La dimension éthique
Il est nécessaire de prévenir l’utilisateur que le fait d’être immergé dans un monde de VR peut provoquer des migraines, des nausées, le faire se blesser ou chuter.
10 fois plus puissant qu’une vidéo classique, l’utilisation d’une caméra 360° offre à l’utilisateur une immersion complète. Hormis l’image, le message diffusé peut également créer un traumatisme important. Il convient dès lors de prévenir l’utilisateur de la violence du contenu et de l’impact émotionnel que cela peut déclencher chez lui à l’aide de messages préventifs à diffuser avant visualisation.
A l’inverse, quelqu’un qui voyage dans l’espace au travers d’une application de VR peut tellement lâcher prise qu’il peut lui être difficile de revenir dans le monde réel au point de le trouver trop dur et de faire une dépression.
Quoi qu’il en soit, il conviendra de prendre en compte VR et AR dans l’avenir.

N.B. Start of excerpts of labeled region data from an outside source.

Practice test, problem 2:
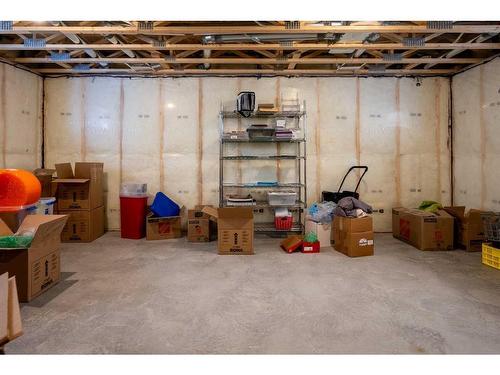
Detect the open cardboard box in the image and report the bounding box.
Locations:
[187,205,217,242]
[202,206,253,255]
[444,206,485,251]
[0,215,68,302]
[33,168,56,198]
[392,207,453,250]
[332,216,374,257]
[52,162,104,210]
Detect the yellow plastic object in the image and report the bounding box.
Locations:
[482,243,500,270]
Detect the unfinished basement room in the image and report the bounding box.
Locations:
[0,2,500,373]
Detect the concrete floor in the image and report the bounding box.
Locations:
[5,233,500,353]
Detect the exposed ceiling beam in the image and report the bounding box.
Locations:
[13,56,483,64]
[425,34,494,69]
[0,42,500,53]
[36,68,456,76]
[0,24,500,35]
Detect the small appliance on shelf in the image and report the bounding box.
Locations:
[247,124,275,140]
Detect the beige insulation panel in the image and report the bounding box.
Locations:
[45,77,450,231]
[0,63,43,171]
[452,58,500,211]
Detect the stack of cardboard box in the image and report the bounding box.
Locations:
[392,207,453,250]
[146,211,182,241]
[188,206,217,242]
[0,215,67,302]
[332,216,374,257]
[53,162,104,242]
[202,206,254,255]
[444,206,484,251]
[33,168,56,198]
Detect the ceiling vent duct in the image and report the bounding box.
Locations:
[0,21,14,30]
[383,53,403,61]
[211,33,319,43]
[23,38,47,48]
[137,21,153,31]
[403,38,425,47]
[73,64,90,71]
[153,40,167,48]
[427,21,453,30]
[368,64,385,73]
[285,21,300,30]
[50,52,71,61]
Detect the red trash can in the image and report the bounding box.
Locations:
[120,184,148,240]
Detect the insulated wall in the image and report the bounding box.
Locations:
[0,63,43,171]
[45,77,450,231]
[452,58,500,211]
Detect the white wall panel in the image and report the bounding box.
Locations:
[0,63,43,170]
[161,78,202,208]
[46,77,449,231]
[45,78,87,168]
[121,79,160,206]
[452,58,500,211]
[82,78,122,228]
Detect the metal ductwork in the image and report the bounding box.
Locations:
[203,33,323,44]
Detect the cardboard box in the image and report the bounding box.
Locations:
[302,241,320,254]
[335,231,374,257]
[444,206,485,251]
[0,215,67,302]
[53,162,104,211]
[332,216,374,257]
[392,207,453,251]
[187,206,217,242]
[202,207,254,255]
[305,220,332,247]
[33,168,56,198]
[146,213,182,241]
[280,234,303,254]
[59,206,104,242]
[0,209,29,233]
[331,216,373,244]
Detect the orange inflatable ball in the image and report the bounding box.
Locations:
[0,169,42,211]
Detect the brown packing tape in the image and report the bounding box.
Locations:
[8,276,23,341]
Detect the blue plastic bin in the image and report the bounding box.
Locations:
[150,192,181,217]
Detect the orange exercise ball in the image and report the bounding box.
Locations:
[0,169,42,211]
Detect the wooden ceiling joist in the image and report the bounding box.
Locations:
[0,21,500,76]
[0,43,500,51]
[14,57,482,65]
[37,68,456,76]
[0,24,500,35]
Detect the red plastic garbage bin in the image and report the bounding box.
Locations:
[120,184,148,240]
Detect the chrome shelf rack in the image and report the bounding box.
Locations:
[219,101,307,235]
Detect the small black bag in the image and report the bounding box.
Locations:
[321,165,368,203]
[236,91,255,117]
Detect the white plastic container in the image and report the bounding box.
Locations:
[33,198,56,215]
[267,191,297,206]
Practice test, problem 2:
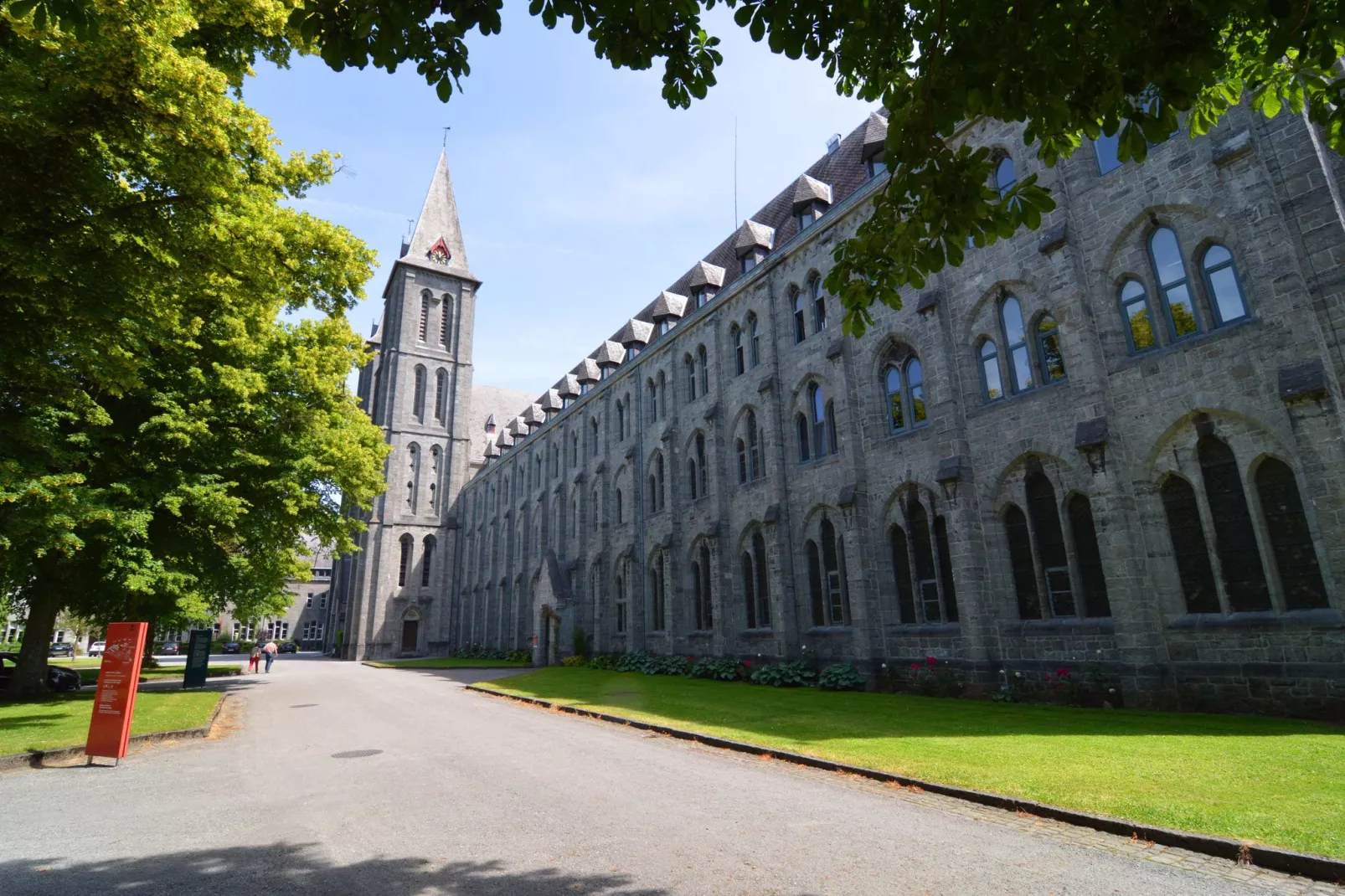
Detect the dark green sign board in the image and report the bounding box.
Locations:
[182,628,214,687]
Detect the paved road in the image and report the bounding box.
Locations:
[0,657,1334,896]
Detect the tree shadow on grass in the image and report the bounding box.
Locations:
[0,842,668,896]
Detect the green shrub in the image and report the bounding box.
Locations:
[752,659,814,687]
[688,657,746,681]
[817,663,863,690]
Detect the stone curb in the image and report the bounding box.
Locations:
[466,685,1345,884]
[0,694,229,772]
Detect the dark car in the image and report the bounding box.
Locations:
[0,654,84,690]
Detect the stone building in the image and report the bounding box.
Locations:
[336,108,1345,716]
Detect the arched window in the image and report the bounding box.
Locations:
[1005,504,1041,619]
[1201,244,1247,324]
[995,156,1018,199]
[411,364,425,422]
[1158,476,1219,614]
[397,534,415,588]
[691,542,714,631]
[1023,472,1074,616]
[748,410,761,479]
[1196,436,1270,612]
[650,550,667,631]
[695,432,710,495]
[1149,228,1200,339]
[999,296,1037,393]
[1065,494,1111,616]
[435,368,448,420]
[981,339,1005,401]
[1119,280,1158,351]
[1037,315,1065,382]
[1256,457,1327,610]
[421,535,435,588]
[888,526,916,626]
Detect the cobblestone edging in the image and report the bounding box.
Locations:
[466,685,1345,884]
[0,694,229,772]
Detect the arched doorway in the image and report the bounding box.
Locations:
[402,607,420,654]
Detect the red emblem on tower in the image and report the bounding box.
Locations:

Ces nouveaux médias de communication vont pénétrer de nombreux marchés en ce compris le cinéma. Au dernier Festival de Cannes (le 70eme), figurait parmi les thématiques du futur, le sujet de l’intégration de séquences de VR ou de AR dans le Cinéma. Ce dernier était en bonne place parmi les conférences données sur le pavillon NEXT (où sont abordées les thématiques du futur).